In the early years the residents built a diversified economy based on the bountiful land in which they had settled. They made a living out of combinations of logging, fishing, farming, and a cluster of small businesses in town. Few roads crisscrossed the Kitsap Peninsula in the first half of the twentieth century, so water transportation served to carry people and produce around the area and across Puget Sound to Seattle. A number of steamer companies competed fiercely between 1893 and 1924.
Twice farmers formed co-operatives to bypass the private companies they felt charged too much. In the end, Kitsap County Transportation Company outlasted all the others and provided steamer service until they lost their customers to automobiles and newly built roads in the 1940s and 1950s.
Changing Times
The changes in the economic landscape of Kitsap County during World War II transformed the community. The Sunset Park Housing Project brought hundreds of newcomers into the town. A large number of existing residents began to work outside of town at the Naval Undersea Warfare Center in Keyport and at the Puget Sound Naval Station at Bremerton. Continued growth in the county's Department of Defense sites during the Cold War, including the opening of the Naval Submarine Base at Bangor in 1981, brought as many as 20,000 people into the county, many of whom lived in or near Poulsbo.

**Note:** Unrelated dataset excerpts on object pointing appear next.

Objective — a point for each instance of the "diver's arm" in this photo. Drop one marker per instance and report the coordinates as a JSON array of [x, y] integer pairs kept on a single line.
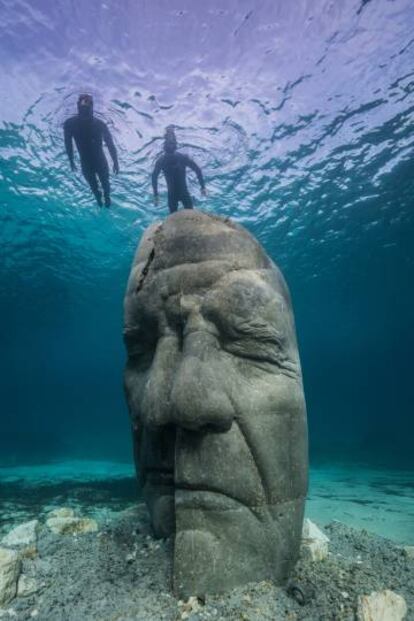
[[191, 164], [154, 178], [111, 147], [68, 143]]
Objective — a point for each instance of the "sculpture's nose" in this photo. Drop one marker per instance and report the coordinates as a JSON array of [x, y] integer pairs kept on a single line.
[[199, 397]]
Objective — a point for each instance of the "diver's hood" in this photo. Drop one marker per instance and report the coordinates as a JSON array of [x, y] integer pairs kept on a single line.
[[170, 141], [85, 107]]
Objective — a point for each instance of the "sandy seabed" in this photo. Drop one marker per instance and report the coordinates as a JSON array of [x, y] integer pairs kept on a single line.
[[121, 573]]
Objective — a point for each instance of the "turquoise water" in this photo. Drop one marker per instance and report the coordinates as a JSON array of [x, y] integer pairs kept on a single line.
[[301, 117]]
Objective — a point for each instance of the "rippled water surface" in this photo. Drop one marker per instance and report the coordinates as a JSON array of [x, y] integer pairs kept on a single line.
[[301, 116]]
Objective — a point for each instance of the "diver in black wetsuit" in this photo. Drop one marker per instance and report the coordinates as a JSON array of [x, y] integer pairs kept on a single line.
[[173, 164], [89, 133]]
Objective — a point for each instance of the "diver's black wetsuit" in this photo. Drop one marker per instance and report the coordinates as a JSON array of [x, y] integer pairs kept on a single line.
[[174, 165], [89, 134]]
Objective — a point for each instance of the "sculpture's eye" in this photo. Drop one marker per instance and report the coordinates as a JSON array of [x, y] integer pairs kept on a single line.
[[255, 340]]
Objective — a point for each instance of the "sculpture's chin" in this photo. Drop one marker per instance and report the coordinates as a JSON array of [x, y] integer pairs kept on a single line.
[[220, 543], [160, 502]]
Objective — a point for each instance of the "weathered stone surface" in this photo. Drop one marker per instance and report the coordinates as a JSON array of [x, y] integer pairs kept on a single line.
[[61, 512], [27, 586], [71, 526], [315, 544], [22, 535], [214, 387], [381, 606], [10, 566]]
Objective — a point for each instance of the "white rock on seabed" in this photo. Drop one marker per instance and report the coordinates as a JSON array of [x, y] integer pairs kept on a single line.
[[10, 566], [71, 525], [381, 606], [26, 586], [314, 542], [61, 512], [22, 535], [187, 608]]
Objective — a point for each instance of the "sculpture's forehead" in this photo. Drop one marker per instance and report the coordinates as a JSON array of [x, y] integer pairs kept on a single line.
[[211, 284]]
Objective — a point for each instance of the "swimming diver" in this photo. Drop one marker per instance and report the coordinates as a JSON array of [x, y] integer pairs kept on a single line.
[[173, 164], [89, 134]]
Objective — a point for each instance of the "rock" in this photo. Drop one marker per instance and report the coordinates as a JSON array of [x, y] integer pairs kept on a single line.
[[409, 551], [71, 525], [26, 586], [314, 542], [189, 607], [23, 535], [381, 606], [10, 566], [61, 512]]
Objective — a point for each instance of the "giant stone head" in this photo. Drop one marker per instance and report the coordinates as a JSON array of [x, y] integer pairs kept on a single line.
[[214, 388]]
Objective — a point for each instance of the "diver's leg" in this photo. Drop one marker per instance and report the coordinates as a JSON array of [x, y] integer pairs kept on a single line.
[[187, 201], [172, 202], [103, 174], [90, 176]]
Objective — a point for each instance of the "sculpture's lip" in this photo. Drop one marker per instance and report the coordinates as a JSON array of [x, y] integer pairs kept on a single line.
[[207, 499], [159, 477]]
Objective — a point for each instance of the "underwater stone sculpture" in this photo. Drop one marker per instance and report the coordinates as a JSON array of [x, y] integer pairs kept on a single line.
[[214, 388]]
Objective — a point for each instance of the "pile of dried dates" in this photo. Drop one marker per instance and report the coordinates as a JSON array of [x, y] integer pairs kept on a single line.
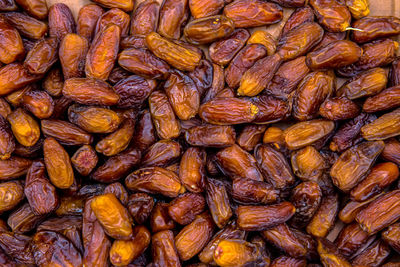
[[182, 133]]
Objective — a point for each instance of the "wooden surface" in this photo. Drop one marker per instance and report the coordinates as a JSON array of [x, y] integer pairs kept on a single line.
[[377, 7]]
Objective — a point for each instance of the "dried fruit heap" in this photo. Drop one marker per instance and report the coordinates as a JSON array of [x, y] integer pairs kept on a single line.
[[125, 143]]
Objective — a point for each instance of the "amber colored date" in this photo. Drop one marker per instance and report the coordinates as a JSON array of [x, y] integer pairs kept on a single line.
[[287, 77], [308, 164], [306, 198], [24, 127], [7, 141], [183, 95], [386, 99], [298, 17], [163, 249], [194, 236], [175, 54], [380, 213], [72, 54], [58, 164], [173, 15], [253, 13], [384, 127], [87, 17], [264, 38], [154, 180], [274, 166], [11, 194], [381, 176], [330, 254], [325, 217], [378, 53], [218, 202], [371, 28], [238, 163], [243, 61], [112, 216], [391, 151], [94, 119], [199, 8], [12, 48], [90, 91], [367, 83], [299, 40], [373, 255], [311, 93], [126, 5], [334, 55], [255, 79], [123, 252], [354, 164], [115, 167], [103, 52], [226, 111], [259, 218], [306, 133], [332, 14], [163, 116], [208, 29], [339, 108], [210, 136], [223, 51], [15, 76], [61, 21]]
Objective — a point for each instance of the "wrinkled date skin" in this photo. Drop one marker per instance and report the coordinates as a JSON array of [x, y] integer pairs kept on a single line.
[[238, 163], [206, 30], [253, 13], [103, 52], [37, 185], [354, 163], [334, 55], [287, 77], [175, 54], [223, 51], [173, 15], [311, 93], [380, 213], [383, 128], [375, 28], [61, 21], [72, 53], [339, 108], [386, 99], [183, 95], [12, 48], [87, 18], [332, 14], [367, 83], [259, 218], [381, 176], [144, 63], [324, 218], [274, 166], [243, 61], [226, 111], [255, 79], [298, 17], [154, 180], [145, 18], [378, 53], [7, 141], [299, 40]]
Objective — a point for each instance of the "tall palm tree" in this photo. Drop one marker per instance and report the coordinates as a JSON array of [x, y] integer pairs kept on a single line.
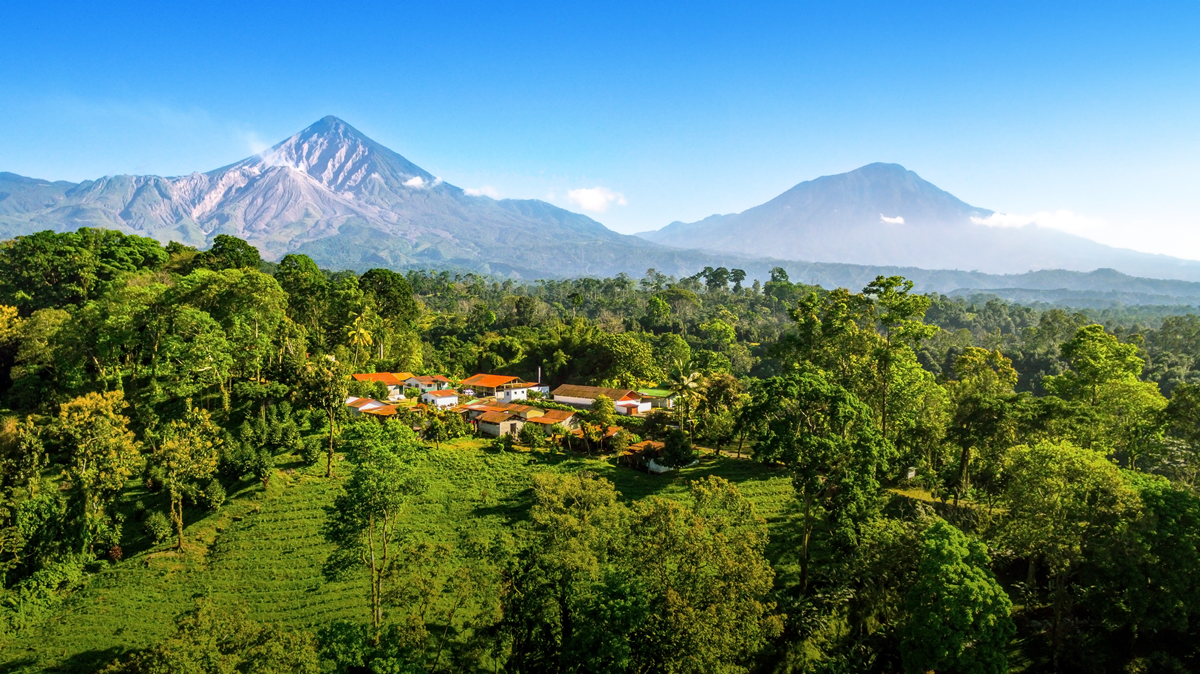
[[359, 336], [685, 385]]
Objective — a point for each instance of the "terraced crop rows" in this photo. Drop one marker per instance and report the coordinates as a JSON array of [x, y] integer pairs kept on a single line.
[[268, 551]]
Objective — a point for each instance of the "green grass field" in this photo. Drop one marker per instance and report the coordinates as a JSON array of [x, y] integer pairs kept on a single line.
[[267, 548]]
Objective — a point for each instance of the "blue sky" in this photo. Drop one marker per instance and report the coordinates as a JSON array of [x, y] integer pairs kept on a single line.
[[1084, 116]]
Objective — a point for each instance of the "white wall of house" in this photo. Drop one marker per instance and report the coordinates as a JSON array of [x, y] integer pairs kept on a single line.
[[497, 429], [576, 402], [439, 401], [633, 407], [509, 395]]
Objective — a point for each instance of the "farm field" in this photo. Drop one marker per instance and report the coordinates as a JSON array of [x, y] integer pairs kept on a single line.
[[267, 549]]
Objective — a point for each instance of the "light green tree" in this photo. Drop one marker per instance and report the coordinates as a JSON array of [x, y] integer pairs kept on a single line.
[[103, 453], [187, 451], [364, 521]]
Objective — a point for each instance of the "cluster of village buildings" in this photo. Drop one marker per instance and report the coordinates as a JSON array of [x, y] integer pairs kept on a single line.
[[492, 402]]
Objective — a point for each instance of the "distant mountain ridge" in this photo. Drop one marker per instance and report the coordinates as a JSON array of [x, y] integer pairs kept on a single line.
[[349, 203], [887, 215]]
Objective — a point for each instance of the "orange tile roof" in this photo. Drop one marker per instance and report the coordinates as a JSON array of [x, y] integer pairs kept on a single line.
[[385, 377], [612, 431], [489, 380], [387, 410]]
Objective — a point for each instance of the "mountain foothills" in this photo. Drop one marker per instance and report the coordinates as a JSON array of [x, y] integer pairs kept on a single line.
[[346, 200], [213, 464], [349, 203], [886, 215]]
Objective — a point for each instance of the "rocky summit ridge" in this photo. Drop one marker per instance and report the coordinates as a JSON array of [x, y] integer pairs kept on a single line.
[[348, 202]]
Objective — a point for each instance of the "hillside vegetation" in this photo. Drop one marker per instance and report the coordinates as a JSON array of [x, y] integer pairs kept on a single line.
[[862, 480]]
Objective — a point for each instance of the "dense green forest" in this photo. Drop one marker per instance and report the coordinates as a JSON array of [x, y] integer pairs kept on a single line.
[[887, 481]]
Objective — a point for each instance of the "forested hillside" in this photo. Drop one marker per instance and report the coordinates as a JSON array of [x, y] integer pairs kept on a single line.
[[865, 480]]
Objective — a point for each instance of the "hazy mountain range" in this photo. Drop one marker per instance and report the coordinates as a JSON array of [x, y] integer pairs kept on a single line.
[[886, 215], [349, 203]]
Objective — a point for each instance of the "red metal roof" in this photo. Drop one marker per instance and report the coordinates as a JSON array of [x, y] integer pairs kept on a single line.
[[489, 380]]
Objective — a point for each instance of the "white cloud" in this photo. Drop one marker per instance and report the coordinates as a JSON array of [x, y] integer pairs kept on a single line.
[[595, 199], [485, 191], [255, 143], [1062, 218]]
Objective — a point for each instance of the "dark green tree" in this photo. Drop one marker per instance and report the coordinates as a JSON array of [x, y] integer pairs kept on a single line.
[[958, 613]]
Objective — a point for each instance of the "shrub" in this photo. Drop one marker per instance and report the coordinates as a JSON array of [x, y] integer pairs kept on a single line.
[[214, 495], [313, 449], [157, 527], [677, 450]]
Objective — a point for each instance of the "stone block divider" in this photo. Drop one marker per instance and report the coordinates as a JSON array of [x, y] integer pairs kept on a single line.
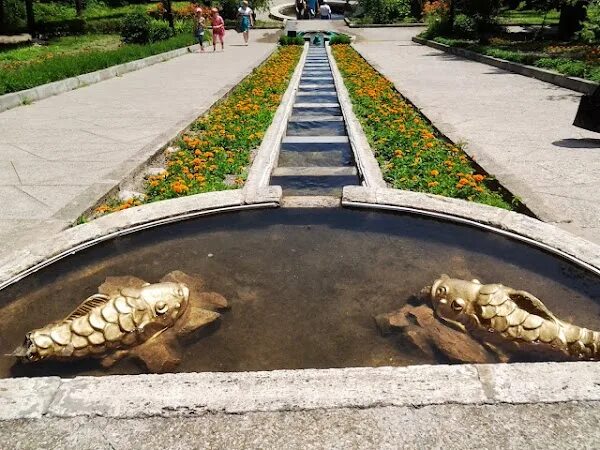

As much or more influential than the growth tied to the defense industry was the growth of nearby urban areas. In 1940 the Tacoma Narrows Bridge opened, followed by the Agate Pass Bridge in 1950. These routes off the peninsula (via ferry from Bainbridge Island to Seattle) opened the area to development. When populations in Seattle and Tacoma boomed in the latter part of the twentieth century, so did Poulsbo's, jumping 572 percent between 1950 and 2000. As of 2000, the population was more than 6,800.
What was once a pocket of Norwegians on the peninsula is now a diverse community closely connected to other towns on the peninsula and to the region's cities.